Mario Lettieri, sottosegretario all’Economia nel governo Prodi
Paolo Raimondi, economista

Se dopo le distruzioni del terremoto de L’Aquila il governo si limitasse a ridipingere le case, ci sarebbe una rivolta popolare. Per la crisi finanziaria globale che ha messo in ginocchio anche l’intera economia reale, invece, c’è il rischio che il prossimo G-20 di Pittsburgh si limiti a mere riforme di facciata.
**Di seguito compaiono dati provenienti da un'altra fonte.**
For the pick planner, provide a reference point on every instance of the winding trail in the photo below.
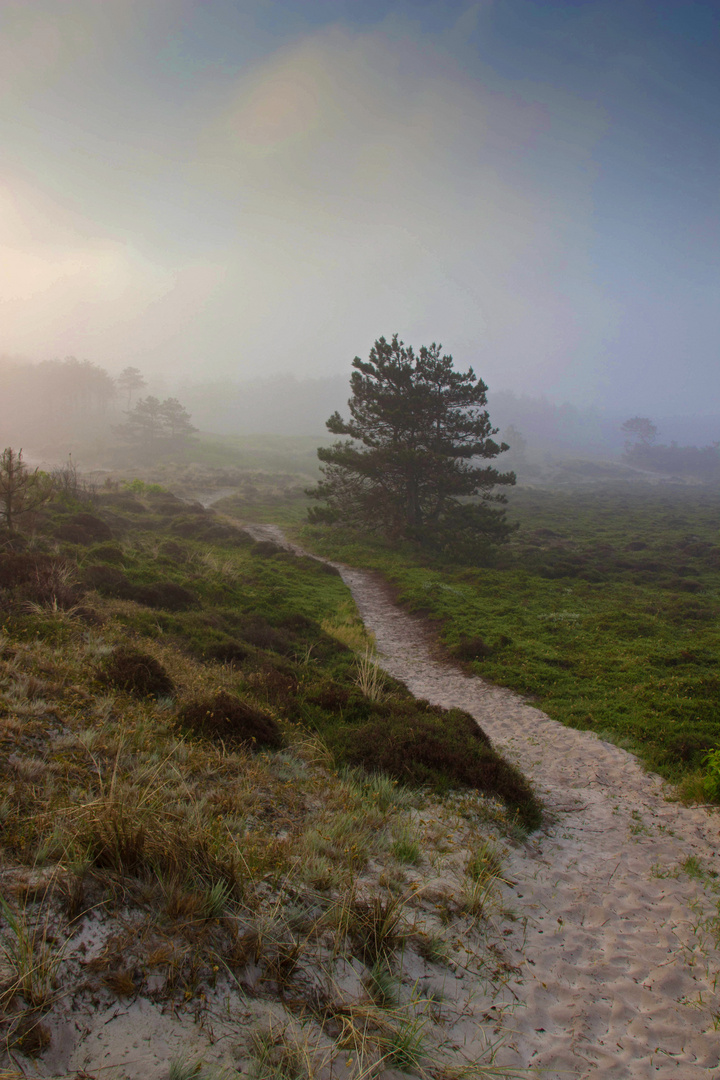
(615, 959)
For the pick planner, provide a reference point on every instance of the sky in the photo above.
(216, 189)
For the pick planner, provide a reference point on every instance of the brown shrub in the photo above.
(108, 581)
(472, 648)
(108, 553)
(136, 673)
(227, 718)
(227, 652)
(421, 744)
(166, 595)
(83, 528)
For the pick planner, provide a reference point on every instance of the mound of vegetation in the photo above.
(421, 744)
(201, 867)
(603, 608)
(227, 718)
(136, 673)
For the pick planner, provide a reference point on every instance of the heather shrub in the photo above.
(227, 718)
(137, 673)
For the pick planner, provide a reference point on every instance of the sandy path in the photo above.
(616, 973)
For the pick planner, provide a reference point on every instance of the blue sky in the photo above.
(223, 189)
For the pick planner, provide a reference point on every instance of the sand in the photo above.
(611, 959)
(617, 962)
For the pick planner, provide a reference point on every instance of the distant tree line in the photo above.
(640, 450)
(76, 400)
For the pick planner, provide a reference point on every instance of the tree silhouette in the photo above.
(131, 381)
(21, 490)
(409, 467)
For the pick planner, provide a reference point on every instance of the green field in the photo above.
(603, 609)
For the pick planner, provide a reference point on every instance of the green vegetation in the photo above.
(409, 460)
(603, 609)
(182, 755)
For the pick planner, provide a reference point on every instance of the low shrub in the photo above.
(108, 581)
(137, 673)
(84, 529)
(471, 648)
(420, 744)
(166, 595)
(227, 718)
(108, 553)
(227, 652)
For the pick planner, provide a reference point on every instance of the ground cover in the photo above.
(603, 608)
(189, 820)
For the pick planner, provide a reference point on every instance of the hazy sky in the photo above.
(226, 188)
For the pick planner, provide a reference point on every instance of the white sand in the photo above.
(616, 970)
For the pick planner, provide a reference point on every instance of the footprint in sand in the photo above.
(615, 957)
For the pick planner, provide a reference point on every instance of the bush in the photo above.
(108, 581)
(83, 528)
(136, 673)
(471, 648)
(165, 594)
(421, 744)
(108, 553)
(228, 719)
(227, 652)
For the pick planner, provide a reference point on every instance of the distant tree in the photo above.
(131, 381)
(21, 490)
(639, 428)
(516, 442)
(176, 420)
(409, 468)
(153, 426)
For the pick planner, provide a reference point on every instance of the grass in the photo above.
(603, 609)
(184, 771)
A quasi un anno dal fallimento della Lehman Borthers e dalla crisi delle banche e nonostante le consistenti immissioni di liquidità nel sistema bancario, è stato fatto talmente poco per correggere le perversioni speculative che le stesse istituzioni finanziarie internazionali, mentre salutano come “promettenti” dati economici orribili, sono costrette ad ammonire dell’arrivo di nuove e gravi crisi.

Un recente documento della Banca Centrale Europea, analizzando la situazione dei credit default sawps (CDS), esprime il timore “di un rischio sistemico per la stabilità del sistema finanziario” che sarebbe aggravato dalla natura interconnessa e dall’opacità di questo mercato.

Come è noto, i CDS sono contratti derivati che dovrebbero garantire da futuri rischi la solvibilità dei crediti. L’ultimo rapporto della Banca dei Regolamenti Internazionali indicava che, a seguito della crisi finanziaria, il numero e il valore nozionale di questi contratti CDS era diminuito già negli ultimi mesi del 2008, ma il loro Gross Market Value, cioè il costo per rimpiazzare i contratti esistenti, era drasticamente aumentato. Ciò significa che chi voleva assicurarsi sui rischi futuri dei crediti doveva pagare un prezzo molto più alto.

Ma la BCE rivela che sono dieci le banche più attive che controllano tra il 62 e il 72% di tutti i CDS e aggiunge che “i principali attori di questo mercato fanno affari tra di loro e garantiscono il debito delle entità finanziarie a cui fanno riferimento”.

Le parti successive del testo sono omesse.